When testing, a small script is run that uncomments each line containing //TEST: one by one, the project is built, and if compilation fails, it is considered a passing test.

Would this be interesting to have in travix? If so, how to do it?

back2dos commented 8 years ago

Well, for one I'm not so sure the approach is really the best. If you have some 100 //TEST: lines you'll be doing a lot of compiling.

You could be doing something like this:

class Assert {
  macro public static function compileError(expr:Expr)
    return
      try {
        Context.typeof(expr);
        macro @:pos(expr.pos) assertTrue(false);
      }
      catch (e:Dynamic)
        macro @:pos(expr.pos) assertTrue(true);
}

I'll leave it to you to adapt it to buddy and produce more helpful error messages.

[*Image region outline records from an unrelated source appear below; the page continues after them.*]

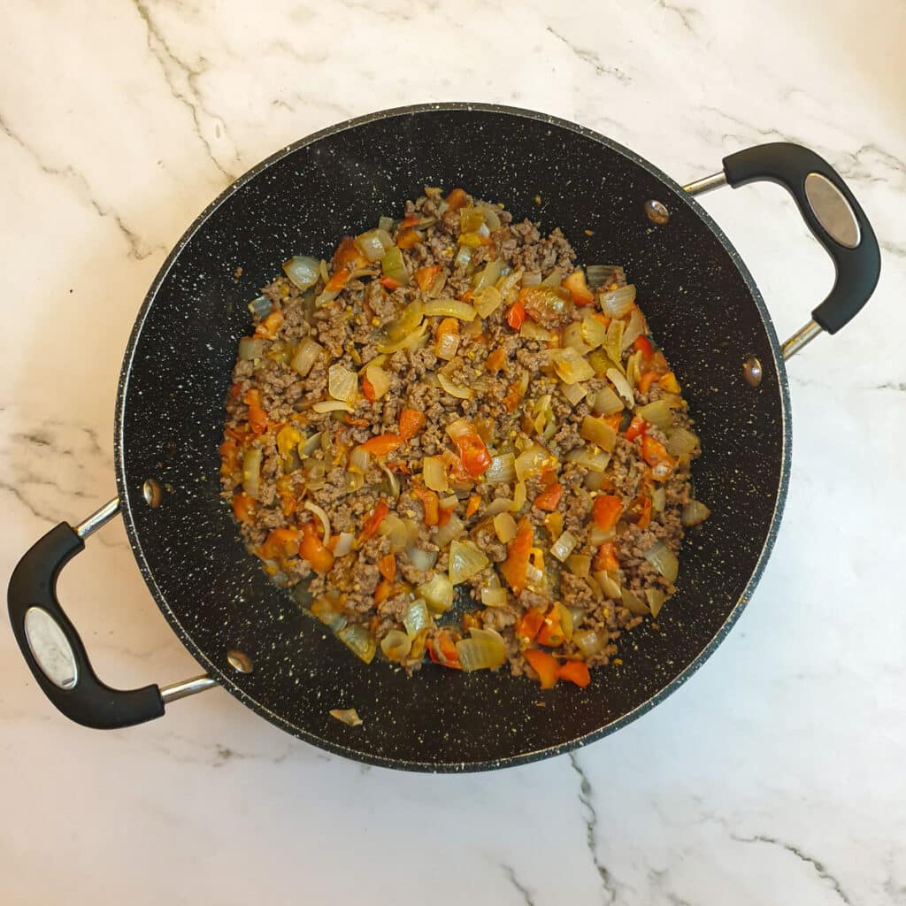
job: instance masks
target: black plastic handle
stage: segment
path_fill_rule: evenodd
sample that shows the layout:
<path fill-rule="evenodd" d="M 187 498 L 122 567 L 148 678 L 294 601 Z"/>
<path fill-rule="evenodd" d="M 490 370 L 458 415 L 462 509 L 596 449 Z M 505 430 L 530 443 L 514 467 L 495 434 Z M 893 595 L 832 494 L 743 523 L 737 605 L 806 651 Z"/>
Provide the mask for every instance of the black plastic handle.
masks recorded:
<path fill-rule="evenodd" d="M 127 691 L 111 689 L 97 678 L 79 633 L 57 601 L 60 571 L 84 547 L 84 541 L 75 530 L 63 522 L 19 561 L 7 593 L 9 616 L 19 648 L 44 695 L 76 723 L 96 729 L 115 729 L 159 718 L 164 713 L 164 703 L 157 686 Z M 31 617 L 26 617 L 29 611 L 33 611 Z M 43 635 L 42 657 L 51 666 L 54 660 L 57 663 L 62 660 L 67 665 L 74 664 L 74 676 L 66 688 L 54 682 L 35 658 L 29 642 L 29 621 L 33 635 L 39 623 L 44 629 L 49 628 L 54 638 L 57 633 L 53 631 L 53 623 L 62 632 L 63 638 L 56 638 L 55 642 L 52 640 L 49 647 L 47 635 Z M 68 643 L 69 651 L 63 642 Z"/>
<path fill-rule="evenodd" d="M 812 173 L 832 183 L 849 205 L 859 225 L 854 247 L 835 239 L 816 217 L 805 191 L 805 179 Z M 808 228 L 827 250 L 836 268 L 831 292 L 812 313 L 817 324 L 828 333 L 836 333 L 868 302 L 881 274 L 881 252 L 874 231 L 840 174 L 814 151 L 786 141 L 757 145 L 724 158 L 724 174 L 734 188 L 747 182 L 767 180 L 779 183 L 795 199 Z"/>

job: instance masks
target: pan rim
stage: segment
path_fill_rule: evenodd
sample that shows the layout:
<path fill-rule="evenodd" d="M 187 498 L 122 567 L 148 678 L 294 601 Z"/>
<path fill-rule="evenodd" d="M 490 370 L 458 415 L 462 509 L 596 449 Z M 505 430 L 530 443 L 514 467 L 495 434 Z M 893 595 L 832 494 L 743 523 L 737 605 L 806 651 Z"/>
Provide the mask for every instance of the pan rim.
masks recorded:
<path fill-rule="evenodd" d="M 576 135 L 583 136 L 584 138 L 591 139 L 592 140 L 604 145 L 608 149 L 616 153 L 623 156 L 632 163 L 639 167 L 641 167 L 644 170 L 650 173 L 651 176 L 659 179 L 667 189 L 669 189 L 675 199 L 683 205 L 688 206 L 691 211 L 704 223 L 704 225 L 710 230 L 715 238 L 720 243 L 721 246 L 728 255 L 730 260 L 732 261 L 734 266 L 739 272 L 742 276 L 747 288 L 748 289 L 752 299 L 754 300 L 756 306 L 758 310 L 758 313 L 761 317 L 762 323 L 765 327 L 766 333 L 767 334 L 768 343 L 771 351 L 772 364 L 776 372 L 777 376 L 777 385 L 780 391 L 780 410 L 781 410 L 781 428 L 782 428 L 782 448 L 781 448 L 781 463 L 780 463 L 780 476 L 777 488 L 777 496 L 775 501 L 774 511 L 771 515 L 770 525 L 768 526 L 764 544 L 762 545 L 761 550 L 758 554 L 758 557 L 756 561 L 755 567 L 752 571 L 752 574 L 746 583 L 742 594 L 733 605 L 732 609 L 727 615 L 726 620 L 721 624 L 719 629 L 715 632 L 715 634 L 708 640 L 708 643 L 699 651 L 695 658 L 685 667 L 680 673 L 674 677 L 670 682 L 666 683 L 660 689 L 655 692 L 651 698 L 646 701 L 642 702 L 641 705 L 634 708 L 632 710 L 628 711 L 623 714 L 616 720 L 605 725 L 602 728 L 599 728 L 592 732 L 585 733 L 582 736 L 576 737 L 573 739 L 567 740 L 563 743 L 559 743 L 556 746 L 549 746 L 542 748 L 535 749 L 528 752 L 523 752 L 518 755 L 510 756 L 505 758 L 493 759 L 493 760 L 476 760 L 467 762 L 435 762 L 435 761 L 418 761 L 414 759 L 400 759 L 394 758 L 387 756 L 375 756 L 373 754 L 363 752 L 356 748 L 344 747 L 338 745 L 336 743 L 331 742 L 329 740 L 323 739 L 321 737 L 308 731 L 302 729 L 295 725 L 290 723 L 281 715 L 276 714 L 266 706 L 261 704 L 244 689 L 238 687 L 230 678 L 230 676 L 217 664 L 214 663 L 207 655 L 207 653 L 198 646 L 191 634 L 183 627 L 182 623 L 179 622 L 177 615 L 170 610 L 169 605 L 167 602 L 166 596 L 163 594 L 160 588 L 158 586 L 153 573 L 145 557 L 144 550 L 141 545 L 141 539 L 140 537 L 139 529 L 136 525 L 135 520 L 132 517 L 132 504 L 133 502 L 138 503 L 140 506 L 141 501 L 138 499 L 140 496 L 140 491 L 135 494 L 131 493 L 129 484 L 126 478 L 126 469 L 124 461 L 124 423 L 125 423 L 125 411 L 126 404 L 129 396 L 130 388 L 130 378 L 131 375 L 131 369 L 134 361 L 136 348 L 139 340 L 141 336 L 141 332 L 144 327 L 145 322 L 147 320 L 148 314 L 154 304 L 154 301 L 157 297 L 158 292 L 166 281 L 169 275 L 170 269 L 176 263 L 183 249 L 192 241 L 196 234 L 202 228 L 210 216 L 226 200 L 228 200 L 234 194 L 236 194 L 239 189 L 241 189 L 247 182 L 254 179 L 259 173 L 266 170 L 273 164 L 284 158 L 295 153 L 302 148 L 305 148 L 308 145 L 313 144 L 320 140 L 326 138 L 331 135 L 335 135 L 339 132 L 343 132 L 350 129 L 355 129 L 360 126 L 364 126 L 369 123 L 381 120 L 388 120 L 394 117 L 409 116 L 412 114 L 426 113 L 426 112 L 438 112 L 438 111 L 481 111 L 487 113 L 496 113 L 503 114 L 505 116 L 517 117 L 526 120 L 533 120 L 539 122 L 547 123 L 549 125 L 556 126 L 567 130 Z M 786 374 L 786 365 L 784 363 L 783 355 L 781 352 L 780 343 L 777 340 L 776 332 L 774 328 L 774 323 L 771 319 L 770 313 L 767 311 L 767 307 L 765 304 L 765 301 L 758 290 L 752 275 L 749 273 L 748 268 L 746 266 L 745 262 L 742 257 L 737 252 L 736 248 L 730 243 L 729 239 L 724 234 L 723 230 L 718 226 L 718 224 L 711 218 L 710 215 L 690 196 L 683 191 L 682 187 L 671 177 L 668 176 L 658 167 L 651 164 L 650 161 L 641 158 L 640 155 L 636 154 L 631 149 L 621 145 L 619 142 L 613 141 L 608 139 L 606 136 L 602 135 L 593 130 L 588 129 L 587 127 L 582 126 L 578 123 L 572 122 L 568 120 L 564 120 L 560 117 L 555 117 L 548 113 L 540 112 L 537 111 L 530 111 L 523 108 L 517 107 L 508 107 L 500 104 L 491 104 L 491 103 L 481 103 L 481 102 L 470 102 L 470 101 L 446 101 L 446 102 L 435 102 L 435 103 L 420 103 L 420 104 L 411 104 L 404 107 L 395 107 L 383 111 L 377 111 L 371 113 L 365 114 L 363 116 L 355 117 L 353 119 L 346 120 L 334 125 L 328 126 L 325 129 L 320 130 L 317 132 L 313 132 L 309 136 L 305 136 L 297 141 L 292 142 L 291 144 L 285 145 L 278 150 L 275 151 L 273 154 L 269 155 L 267 158 L 252 167 L 250 169 L 246 171 L 242 176 L 240 176 L 235 182 L 227 186 L 219 195 L 208 204 L 204 210 L 192 221 L 188 229 L 179 237 L 178 242 L 174 245 L 173 248 L 170 250 L 166 260 L 160 265 L 158 273 L 156 274 L 153 281 L 151 282 L 148 292 L 145 294 L 144 300 L 142 302 L 141 307 L 140 308 L 135 323 L 132 326 L 132 330 L 130 333 L 129 341 L 126 345 L 126 349 L 123 354 L 122 367 L 120 372 L 120 379 L 117 388 L 117 399 L 116 399 L 116 409 L 114 414 L 114 436 L 113 436 L 113 447 L 114 447 L 114 469 L 116 474 L 116 483 L 117 488 L 120 496 L 121 514 L 123 518 L 123 523 L 126 527 L 126 535 L 129 538 L 130 545 L 132 549 L 132 554 L 135 556 L 136 563 L 139 566 L 139 571 L 143 576 L 149 590 L 151 593 L 152 597 L 155 600 L 158 607 L 159 608 L 161 613 L 163 613 L 167 622 L 172 627 L 174 632 L 187 650 L 191 653 L 191 655 L 198 660 L 198 664 L 206 670 L 208 674 L 217 680 L 217 684 L 223 689 L 226 689 L 231 695 L 238 699 L 242 704 L 251 708 L 256 714 L 264 717 L 270 723 L 279 727 L 281 729 L 291 734 L 296 738 L 302 739 L 313 746 L 317 747 L 323 750 L 331 752 L 334 755 L 342 756 L 343 757 L 351 758 L 355 761 L 362 762 L 369 765 L 373 765 L 379 767 L 388 767 L 397 770 L 408 770 L 408 771 L 417 771 L 417 772 L 427 772 L 427 773 L 437 773 L 437 774 L 448 774 L 448 773 L 473 773 L 487 770 L 496 770 L 503 767 L 512 767 L 518 765 L 528 764 L 535 761 L 539 761 L 545 758 L 554 757 L 557 755 L 563 755 L 567 752 L 573 751 L 590 743 L 595 742 L 599 739 L 609 736 L 612 733 L 622 729 L 623 727 L 631 723 L 632 721 L 641 718 L 643 714 L 651 710 L 656 705 L 662 702 L 670 695 L 675 692 L 680 686 L 684 685 L 693 674 L 695 674 L 700 667 L 705 663 L 706 660 L 710 658 L 714 653 L 718 646 L 723 641 L 726 636 L 728 634 L 730 630 L 736 624 L 737 621 L 742 615 L 743 611 L 748 604 L 752 598 L 753 593 L 761 579 L 764 573 L 766 563 L 770 557 L 771 552 L 774 548 L 774 545 L 776 540 L 777 533 L 779 530 L 779 525 L 781 519 L 783 517 L 784 506 L 786 504 L 787 488 L 789 486 L 789 475 L 790 475 L 790 464 L 791 464 L 791 455 L 792 455 L 792 419 L 791 419 L 791 405 L 789 398 L 789 381 Z"/>

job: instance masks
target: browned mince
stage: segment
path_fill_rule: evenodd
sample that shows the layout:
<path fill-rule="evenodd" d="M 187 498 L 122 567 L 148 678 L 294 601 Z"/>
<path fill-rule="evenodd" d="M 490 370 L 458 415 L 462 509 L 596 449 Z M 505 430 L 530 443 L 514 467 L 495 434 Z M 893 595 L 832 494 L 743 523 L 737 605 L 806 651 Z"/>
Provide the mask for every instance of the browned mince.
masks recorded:
<path fill-rule="evenodd" d="M 528 322 L 545 326 L 552 333 L 550 341 L 526 338 L 507 323 L 507 312 L 520 291 L 517 283 L 488 317 L 459 322 L 459 346 L 452 361 L 437 357 L 436 333 L 441 318 L 429 316 L 424 322 L 427 330 L 412 348 L 378 360 L 382 361 L 381 367 L 390 379 L 390 389 L 385 395 L 369 401 L 360 385 L 352 413 L 318 413 L 312 408 L 313 403 L 330 399 L 327 386 L 331 365 L 342 364 L 357 372 L 361 381 L 365 367 L 379 355 L 381 343 L 387 342 L 388 327 L 392 327 L 403 309 L 413 301 L 419 298 L 471 301 L 468 294 L 473 288 L 473 278 L 494 260 L 503 265 L 502 280 L 511 272 L 521 271 L 523 280 L 529 283 L 552 275 L 555 283 L 557 273 L 566 276 L 576 269 L 575 255 L 560 229 L 544 236 L 528 220 L 514 224 L 511 215 L 499 206 L 493 208 L 499 226 L 490 231 L 487 244 L 472 249 L 467 264 L 455 265 L 460 247 L 460 211 L 449 209 L 439 191 L 428 189 L 426 193 L 416 202 L 406 203 L 405 215 L 417 215 L 420 226 L 419 241 L 403 252 L 410 276 L 419 268 L 439 265 L 437 279 L 425 292 L 414 279 L 399 288 L 382 285 L 379 282 L 380 261 L 364 266 L 360 262 L 355 265 L 345 288 L 333 300 L 319 299 L 324 288 L 323 279 L 305 292 L 284 276 L 264 287 L 264 295 L 272 302 L 274 311 L 282 313 L 283 320 L 275 332 L 272 328 L 273 336 L 262 340 L 259 354 L 254 359 L 237 361 L 234 370 L 235 383 L 226 400 L 226 443 L 221 448 L 224 499 L 234 504 L 234 512 L 242 517 L 238 525 L 248 550 L 262 558 L 265 569 L 275 582 L 287 587 L 298 585 L 294 592 L 300 601 L 315 604 L 320 602 L 320 608 L 313 609 L 333 628 L 362 627 L 380 643 L 392 630 L 405 631 L 401 619 L 419 596 L 418 586 L 436 572 L 446 573 L 448 567 L 448 548 L 439 550 L 435 543 L 439 528 L 424 524 L 425 509 L 413 493 L 415 488 L 423 487 L 424 457 L 458 458 L 447 427 L 457 419 L 477 426 L 477 430 L 483 435 L 491 456 L 506 451 L 518 455 L 527 445 L 540 442 L 549 453 L 546 470 L 525 478 L 525 504 L 511 515 L 516 523 L 527 518 L 533 527 L 534 545 L 543 558 L 543 580 L 530 583 L 519 593 L 508 589 L 503 606 L 481 605 L 479 590 L 488 583 L 496 570 L 501 584 L 507 588 L 499 573 L 500 564 L 507 557 L 507 545 L 498 539 L 486 510 L 495 498 L 513 499 L 517 492 L 513 482 L 490 485 L 483 477 L 464 477 L 461 470 L 458 478 L 451 475 L 449 490 L 441 492 L 439 497 L 455 496 L 455 513 L 464 523 L 459 540 L 474 542 L 490 562 L 481 573 L 458 586 L 456 606 L 447 612 L 432 614 L 427 633 L 422 631 L 416 636 L 410 653 L 397 660 L 407 670 L 417 670 L 441 630 L 451 631 L 446 639 L 455 642 L 467 635 L 469 627 L 487 627 L 503 637 L 512 672 L 536 678 L 522 653 L 525 643 L 517 640 L 514 627 L 529 610 L 535 608 L 548 613 L 554 602 L 559 602 L 570 610 L 576 635 L 572 641 L 545 650 L 560 661 L 582 659 L 589 667 L 605 665 L 616 656 L 621 634 L 652 617 L 632 612 L 624 606 L 622 595 L 612 599 L 593 577 L 599 553 L 598 545 L 593 545 L 593 501 L 600 494 L 607 494 L 618 496 L 622 502 L 622 516 L 610 536 L 619 562 L 619 571 L 612 575 L 618 585 L 633 593 L 643 605 L 647 603 L 646 593 L 650 590 L 669 596 L 675 591 L 673 585 L 659 573 L 644 554 L 659 541 L 674 554 L 679 552 L 683 536 L 680 515 L 691 499 L 689 462 L 699 452 L 696 447 L 673 457 L 675 467 L 666 480 L 660 481 L 642 458 L 641 437 L 629 440 L 618 435 L 602 477 L 567 458 L 583 448 L 590 452 L 597 449 L 582 439 L 580 428 L 583 419 L 593 414 L 589 400 L 593 400 L 595 393 L 610 388 L 611 383 L 604 373 L 595 372 L 583 383 L 588 395 L 573 405 L 564 395 L 565 385 L 554 371 L 552 351 L 555 353 L 563 343 L 564 327 L 593 313 L 602 313 L 602 294 L 626 283 L 621 269 L 615 268 L 603 285 L 592 290 L 594 299 L 590 305 L 580 307 L 567 299 L 562 310 L 529 311 Z M 478 203 L 469 198 L 467 205 L 473 204 Z M 491 221 L 494 222 L 493 217 Z M 405 229 L 395 225 L 393 235 L 397 240 Z M 333 271 L 329 265 L 328 273 Z M 568 294 L 562 292 L 561 295 Z M 256 325 L 260 320 L 255 318 Z M 644 334 L 648 334 L 647 325 Z M 305 338 L 317 341 L 323 351 L 311 371 L 302 376 L 290 362 L 300 342 Z M 504 352 L 502 366 L 499 371 L 490 373 L 486 362 L 498 350 Z M 653 350 L 658 352 L 657 345 Z M 620 365 L 637 378 L 640 370 L 633 371 L 630 361 L 634 352 L 632 344 L 622 350 Z M 593 352 L 584 352 L 583 357 L 593 367 L 601 364 L 600 356 L 595 357 Z M 660 361 L 666 364 L 662 358 Z M 474 396 L 461 400 L 445 391 L 439 383 L 441 370 L 455 384 L 472 389 Z M 505 398 L 526 376 L 525 396 L 509 411 Z M 660 378 L 659 374 L 659 381 Z M 675 447 L 671 440 L 675 439 L 676 432 L 688 431 L 691 422 L 685 401 L 678 393 L 665 389 L 663 381 L 659 381 L 651 383 L 647 392 L 641 392 L 636 386 L 635 404 L 638 408 L 664 398 L 672 402 L 670 424 L 662 429 L 648 426 L 647 431 L 654 441 L 671 448 Z M 666 381 L 670 381 L 668 377 Z M 249 390 L 258 391 L 261 409 L 266 413 L 266 427 L 262 430 L 259 425 L 258 433 L 249 425 L 249 406 L 246 401 Z M 550 411 L 547 422 L 542 426 L 545 436 L 540 438 L 533 418 L 535 404 L 547 394 Z M 393 473 L 400 487 L 399 496 L 394 497 L 390 479 L 375 457 L 370 458 L 364 474 L 359 476 L 349 470 L 350 456 L 369 439 L 397 432 L 404 409 L 424 413 L 426 422 L 413 438 L 386 457 L 386 467 Z M 623 432 L 631 415 L 629 410 L 620 413 L 620 429 Z M 544 422 L 544 419 L 541 420 Z M 281 434 L 287 427 L 298 434 Z M 307 454 L 301 454 L 305 440 L 318 433 L 320 441 Z M 294 442 L 297 438 L 299 442 Z M 249 449 L 260 450 L 262 454 L 256 499 L 244 496 L 243 491 L 242 467 Z M 545 483 L 552 479 L 563 487 L 553 519 L 551 514 L 533 506 Z M 599 488 L 602 480 L 604 484 Z M 479 497 L 477 509 L 467 516 L 467 507 L 476 495 Z M 640 502 L 644 506 L 646 498 L 662 503 L 662 508 L 655 505 L 650 523 L 641 527 L 633 520 L 637 520 Z M 334 537 L 341 533 L 355 536 L 352 551 L 336 557 L 327 573 L 313 571 L 292 541 L 292 530 L 298 532 L 306 523 L 312 524 L 314 534 L 321 537 L 321 524 L 312 512 L 304 508 L 305 501 L 312 501 L 326 511 Z M 389 583 L 390 587 L 385 585 L 379 590 L 382 580 L 378 563 L 391 553 L 391 539 L 382 534 L 386 525 L 368 539 L 363 537 L 363 528 L 381 501 L 386 501 L 390 512 L 407 520 L 407 525 L 413 528 L 415 536 L 410 540 L 410 550 L 414 545 L 422 551 L 434 552 L 437 561 L 432 570 L 423 572 L 410 562 L 405 551 L 397 552 L 396 573 Z M 556 525 L 558 522 L 560 525 Z M 279 554 L 273 550 L 266 552 L 266 548 L 263 554 L 261 545 L 269 537 L 277 536 L 272 534 L 275 529 L 291 530 L 284 535 L 291 542 Z M 580 555 L 580 562 L 573 559 L 563 564 L 552 554 L 551 547 L 560 531 L 568 531 L 577 540 L 573 553 Z M 582 574 L 584 569 L 581 555 L 592 558 L 588 574 Z M 580 574 L 574 574 L 573 571 Z M 310 599 L 298 593 L 303 588 L 311 595 Z M 380 602 L 376 602 L 376 592 L 382 599 Z M 597 632 L 599 641 L 597 650 L 592 645 L 583 653 L 576 640 L 583 631 L 587 640 L 588 630 Z M 537 647 L 536 643 L 532 647 Z M 380 648 L 378 657 L 382 657 Z"/>

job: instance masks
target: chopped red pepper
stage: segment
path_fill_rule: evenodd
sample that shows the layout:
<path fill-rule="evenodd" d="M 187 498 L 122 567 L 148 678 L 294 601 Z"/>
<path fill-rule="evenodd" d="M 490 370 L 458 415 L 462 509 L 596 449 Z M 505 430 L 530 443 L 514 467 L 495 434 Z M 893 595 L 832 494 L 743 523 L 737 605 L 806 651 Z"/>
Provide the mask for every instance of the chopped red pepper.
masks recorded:
<path fill-rule="evenodd" d="M 564 486 L 554 481 L 554 484 L 545 487 L 535 498 L 535 506 L 538 509 L 547 510 L 553 513 L 557 508 L 564 496 Z"/>

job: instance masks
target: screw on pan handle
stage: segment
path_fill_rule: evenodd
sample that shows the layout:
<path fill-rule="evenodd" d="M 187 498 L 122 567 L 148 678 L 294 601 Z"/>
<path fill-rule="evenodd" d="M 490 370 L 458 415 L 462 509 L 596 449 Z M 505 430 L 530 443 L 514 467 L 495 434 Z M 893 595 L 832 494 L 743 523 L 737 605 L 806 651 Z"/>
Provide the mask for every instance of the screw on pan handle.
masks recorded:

But in general you could just write stuff like:

Assert.compileError(path.to.ClassThatViolatesRules);
Assert.compilerError(immutableVar = newValue);

The second type of statement is where you need a little trick. Currently, on expression level you are using Context.error to reject invalid subexpressions. Instead, you could return an expression that - once typed - error.

class CompilerError {
  static public function errorExpr(original:Expr, message:String) {
    return macro @:pos(original.pos) CompilerError.raise($v{message});
  }
  static public macro function raise(error:String) {
    Context.error(error, Context.currentPos());
  }
}

That's a technique I sometimes use in tink (any time I can muster the discipline), because it allows the whole macro to run, as opposed to Context.error which will just abort a build-macro and thus skip all of its effects, often leading to a flood of errors in dependent classes.

So to answer your question: I think this would be better suited as an addition to buddy ;)

ciscoheat commented 8 years ago

Great, thanks, I'll add this to buddy for sure. :) Enjoy wwx!

ciscoheat commented 8 years ago

I've added this to buddy now, it works great for one part of the problem, but there are some tricky parts left. If you look at line 120 for example, that line itself will compile, but the actual failure will occur in a callback to Macro.onGenerate. How to test that?

Another case is a property test. If a property setter or default exists, I also want to fail compilation, but I can't use Context.typeof on that part of the code.

Any ideas how to solve this?

back2dos commented 8 years ago

Ok, hmm. I guess you have to do some extra work there :)

First, move the validation code out somewhere, to something like:

static function checkType(type:haxe.macro.Type):Some<Error>;

//and now, something rather domain-specific like this:

class Assert {
  macro static public function isInvalid(e:ExprOf<Class<Dynamic>>)
    return switch checkType(Context.getType(e.toString()) {
       case Some(_): macro @:pos(e.pos) assertTrue(true);
       case None: macro @:pos(e.pos) assertTrue(false);
    }
}

So that works should deal with that.

Also, I would move some of the work into the build macro, i.e. any immutable field should already be built with null or never write access. So from the outside, the compiler does the heavy lifting already. You only have to check the integrity of the class itself (and subclasses I guess).

ciscoheat commented 8 years ago

Thanks again! Since this is isn't travix related anymore, closing this.